加硫剤は特に限定されるものではなく、ゴム工業において一般的なものを使用することができるが、硫黄原子を含むものが好ましく、例えば、粉末硫黄、沈降硫黄、コロイド硫黄、表面処理硫黄、不溶性硫黄等が挙げられる。
加硫促進剤としては、特に限定されるものではないが、例えば、スルフェンアミド系、チアゾール系、チウラム系、チオウレア系、グアニジン系、ジチオカルバミン酸系、アルデヒド-アミン系もしくはアルデヒド-アンモニア系、イミダゾリン系、キサンテート系加硫促進剤が挙げられ、なかでも、初期ウェットグリップ性能の向上効果がより好適に得られる点から、スルフェンアミド系加硫促進剤、グアニジン系加硫促進剤が好ましい。
タイヤトレッド用ゴム組成物の製造方法としては特に限定されず、公知の方法を用いることができる。例えば、前記の各成分をオープンロール、バンバリーミキサー、密閉式混練機等のゴム混練装置を用いて混練し、その後加硫する方法等により製造できる。例えば、混練工程では、排出温度が120~170℃、好ましくは150℃になるように、1~10分間、好ましくは4分間混練りした後、硫黄および加硫促進剤を加えて排出温度が80~120℃、好ましくは100℃になるように1~10分間、好ましくは3分間混練りし、加硫工程では140~180℃、好ましくは170℃で5~60分間、好ましくは12分間加硫する。

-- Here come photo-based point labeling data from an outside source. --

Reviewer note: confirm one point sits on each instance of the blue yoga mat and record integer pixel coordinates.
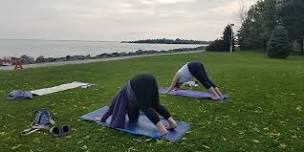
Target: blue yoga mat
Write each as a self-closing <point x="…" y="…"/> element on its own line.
<point x="143" y="127"/>
<point x="189" y="93"/>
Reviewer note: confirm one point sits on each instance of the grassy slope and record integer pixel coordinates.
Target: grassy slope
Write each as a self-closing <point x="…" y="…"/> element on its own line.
<point x="264" y="113"/>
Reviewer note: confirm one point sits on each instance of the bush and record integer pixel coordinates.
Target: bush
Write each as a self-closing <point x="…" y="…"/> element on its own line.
<point x="278" y="45"/>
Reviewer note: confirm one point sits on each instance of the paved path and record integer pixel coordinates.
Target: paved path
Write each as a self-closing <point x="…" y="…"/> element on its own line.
<point x="38" y="65"/>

前記タイヤトレッド用ゴム組成物から構成されるトレッドを備えたタイヤは、前記タイヤトレッド用ゴム組成物を用いて、通常の方法により製造できる。すなわち、ジエン系ゴム成分に対して前記の配合剤を必要に応じて配合した前記タイヤ組成物を、トレッドの形状にあわせて押出し加工し、タイヤ成型機上で他のタイヤ部材とともに貼り合わせ、通常の方法にて成型することにより、未加硫タイヤを形成し、この未加硫タイヤを加硫機中で加熱加圧することにより、タイヤを製造することができる。
・原料ゴム:TSR20
・クエン酸:関東化学(株)製
・ヒドラジド化合物:東京化成工業(株)製のアセトヒドラジド
・アミノグアニジン重炭酸塩:東京化成工業(株)製
・塩基性物質:東京化成工業(株)製の水酸化ナトリウム水溶液
・界面活性剤:東京化成工業(株)製のベンゼンスルホン酸ナトリウム
・カーボンブラック1:三菱化学(株)製のダイヤブラックN220(CTAB:110m2/g、DBP吸油量:114ml/100g、N2SA:115m2/g)
・カーボンブラック2:三菱化学(株)製のダイヤブラックN550(CTAB:42m2/g、FEF、DBP吸油量:115ml/100g、N2SA:41m2/g)
・シリカ:エボニックデグサ社製のウルトラシルVN3(N2SA:175m2/g、平均一次粒子径:15nm)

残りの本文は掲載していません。